Closed rad-mit closed 3 months ago
Hi assuming you have all the images inside the list input_images
, try replacing this code inside demo.py
:
print("Generating captions ...\n")
for i in range(len(input_images)):
path = args.image_paths[i]
image = input_images[i]
beam_search_kwargs = {'beam_size': args.beam_size,
'beam_max_seq_len': args.max_seq_len,
'sample_or_max': 'max',
'how_many_outputs': 1,
'sos_idx': sos_idx,
'eos_idx': eos_idx}
with torch.no_grad():
pred, _ = model(enc_x=image,
enc_x_num_pads=[0],
mode='beam_search', **beam_search_kwargs)
pred = tokens2description(pred[0][0], coco_tokens['idx2word_list'], sos_idx, eos_idx)
print(path + ' \n\tDescription: ' + pred + '\n')
into this one
print("Generating captions ...\n")
sb_size = 32
num_samples = len(input_images)
num_sub_batch = math.ceil(num_samples / sb_size)
for sb_it in range(num_sub_batch):
from_idx = sb_it * sb_size
to_idx = min((sb_it + 1) * sb_size, num_samples)
paths = [args.image_paths[i] for i in range(from_idx, to_idx)]
images = torch.cat([input_images[i] for i in range(from_idx, to_idx)], dim=0)
beam_search_kwargs = {'beam_size': args.beam_size,
'beam_max_seq_len': args.max_seq_len,
'sample_or_max': 'max',
'how_many_outputs': 1,
'sos_idx': sos_idx,
'eos_idx': eos_idx}
with torch.no_grad():
pred, _ = model(enc_x=images,
enc_x_num_pads=[0] * len(images),
mode='beam_search', **beam_search_kwargs)
for i in range(to_idx-from_idx):
descr = tokens2description(pred[i][0], coco_tokens['idx2word_list'], sos_idx, eos_idx)
print(paths[i] + ' \n\tDescription: ' + descr + '\n')
Unfortunately, I cannot test the code currently, so I hope it works! Please let me know
Thanks for the quick help @jchenghu, the code works!

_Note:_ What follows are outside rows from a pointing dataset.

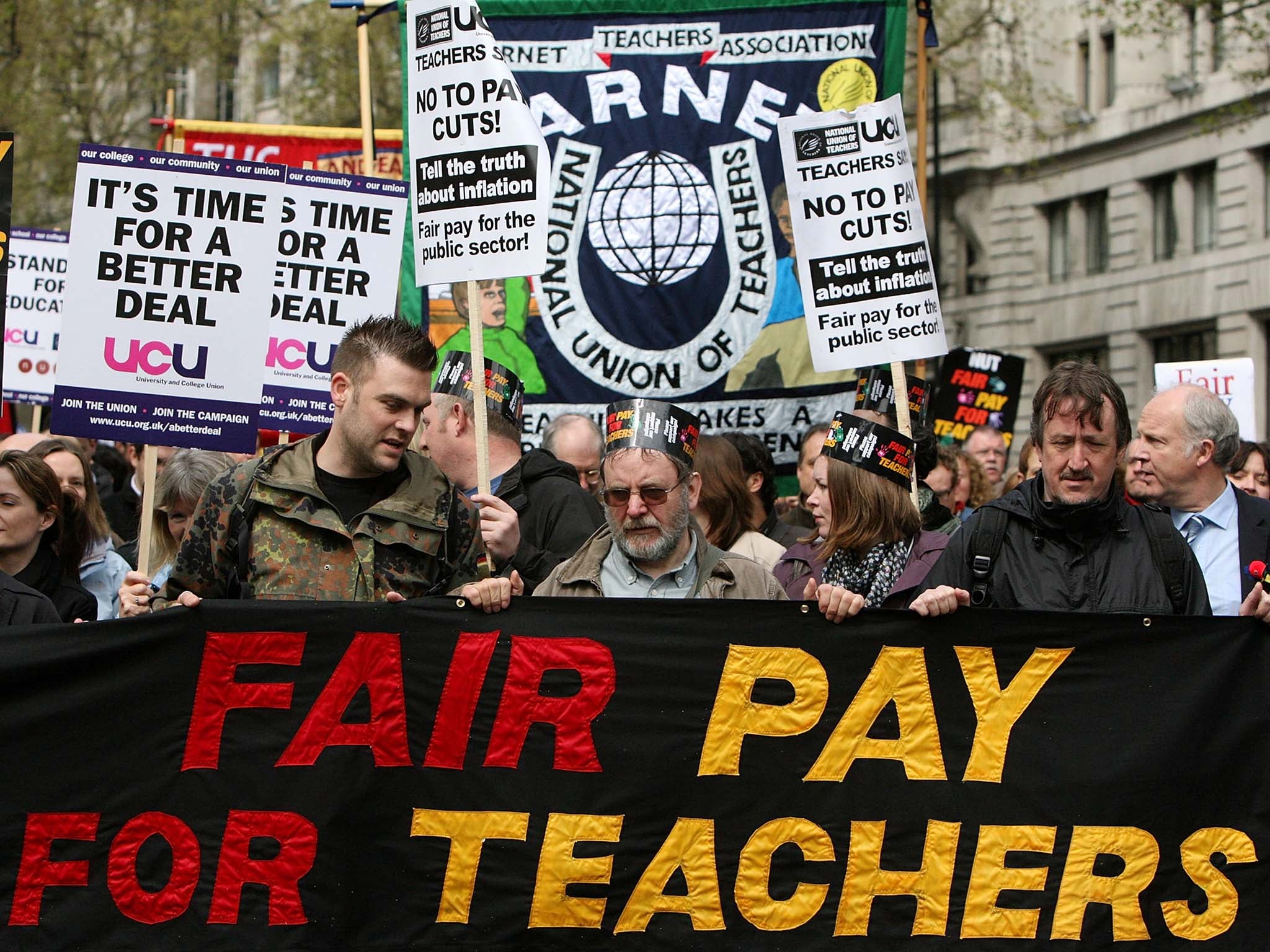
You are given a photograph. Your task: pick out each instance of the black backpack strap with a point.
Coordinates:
(1169, 551)
(986, 541)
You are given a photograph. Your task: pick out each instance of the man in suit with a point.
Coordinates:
(1186, 437)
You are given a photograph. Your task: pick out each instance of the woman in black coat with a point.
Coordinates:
(43, 532)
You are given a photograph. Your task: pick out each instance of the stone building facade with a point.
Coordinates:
(1139, 232)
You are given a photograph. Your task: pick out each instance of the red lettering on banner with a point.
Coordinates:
(522, 705)
(447, 748)
(173, 899)
(219, 692)
(36, 870)
(373, 659)
(298, 847)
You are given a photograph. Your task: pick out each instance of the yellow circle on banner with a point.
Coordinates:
(846, 84)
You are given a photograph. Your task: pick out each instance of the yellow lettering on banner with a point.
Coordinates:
(931, 884)
(734, 714)
(466, 832)
(553, 907)
(755, 870)
(900, 676)
(1081, 886)
(691, 848)
(1223, 902)
(990, 876)
(995, 710)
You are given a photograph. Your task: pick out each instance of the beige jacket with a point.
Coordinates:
(727, 575)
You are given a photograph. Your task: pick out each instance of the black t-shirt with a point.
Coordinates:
(355, 495)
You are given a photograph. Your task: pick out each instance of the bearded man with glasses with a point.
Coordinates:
(651, 546)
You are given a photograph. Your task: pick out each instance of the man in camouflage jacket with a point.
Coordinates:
(351, 514)
(300, 546)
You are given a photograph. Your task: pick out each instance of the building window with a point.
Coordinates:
(1204, 188)
(1108, 69)
(1192, 42)
(1219, 47)
(1093, 352)
(1197, 345)
(1163, 219)
(975, 282)
(1098, 239)
(1082, 73)
(1055, 219)
(225, 100)
(270, 73)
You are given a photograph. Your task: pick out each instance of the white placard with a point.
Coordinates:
(37, 263)
(865, 266)
(1233, 380)
(479, 163)
(337, 263)
(168, 294)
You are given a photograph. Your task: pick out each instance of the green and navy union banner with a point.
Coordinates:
(671, 271)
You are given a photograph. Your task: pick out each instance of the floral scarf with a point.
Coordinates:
(871, 575)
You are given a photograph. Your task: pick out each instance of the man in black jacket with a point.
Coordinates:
(539, 514)
(1067, 540)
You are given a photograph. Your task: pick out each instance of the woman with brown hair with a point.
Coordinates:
(724, 507)
(43, 534)
(102, 569)
(871, 551)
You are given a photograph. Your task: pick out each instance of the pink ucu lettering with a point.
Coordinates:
(293, 355)
(154, 357)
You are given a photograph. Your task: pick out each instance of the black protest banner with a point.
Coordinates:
(977, 389)
(708, 776)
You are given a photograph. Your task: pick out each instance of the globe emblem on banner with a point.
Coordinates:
(653, 219)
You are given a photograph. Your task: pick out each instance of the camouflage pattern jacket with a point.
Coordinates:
(300, 547)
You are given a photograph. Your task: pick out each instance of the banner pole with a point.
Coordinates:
(922, 82)
(479, 409)
(363, 76)
(149, 464)
(150, 456)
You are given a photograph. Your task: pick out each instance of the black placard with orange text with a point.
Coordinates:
(703, 776)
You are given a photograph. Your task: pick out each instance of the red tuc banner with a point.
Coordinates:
(323, 148)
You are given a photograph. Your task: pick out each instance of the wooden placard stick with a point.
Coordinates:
(481, 412)
(149, 464)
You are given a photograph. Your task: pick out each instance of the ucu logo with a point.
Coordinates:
(879, 130)
(293, 355)
(154, 357)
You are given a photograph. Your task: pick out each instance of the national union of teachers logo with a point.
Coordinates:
(653, 219)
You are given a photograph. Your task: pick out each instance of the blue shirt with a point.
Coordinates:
(619, 578)
(1217, 547)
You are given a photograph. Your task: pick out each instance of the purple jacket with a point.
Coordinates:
(801, 564)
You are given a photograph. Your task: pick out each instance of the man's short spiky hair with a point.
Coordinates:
(383, 337)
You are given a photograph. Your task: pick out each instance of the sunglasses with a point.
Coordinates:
(652, 495)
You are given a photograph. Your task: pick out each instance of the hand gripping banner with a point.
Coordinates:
(701, 776)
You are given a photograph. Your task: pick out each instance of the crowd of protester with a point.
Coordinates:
(1162, 514)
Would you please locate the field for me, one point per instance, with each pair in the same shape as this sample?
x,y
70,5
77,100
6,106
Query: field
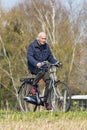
x,y
43,120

P.S. A minor fix: the last part where the outputs are printed throws an error as pred
gets reassigned to the first output, needs to be fixed there
Glad it worked! Also thank you for pointing out the error, fixed it :-)
Hi @jchenghu ,
I am looking to benchmark the time it takes for the model to complete providing results on batches of 32 images on the GPU. I have modified the demo.py code provided to take the path of the source directory of the dataset I am using and find all .jpg files in it and then run the code on device "cuda". However, the time I record currently is the processing (or inferencing) time for 32 images one-by-one as it runs in a loop and so, it may not be the most efficient time that the model can provide. I tried to use torch.stack(preprocessed_images), but it seems to have some issues and does not run. Is there a way I can do this?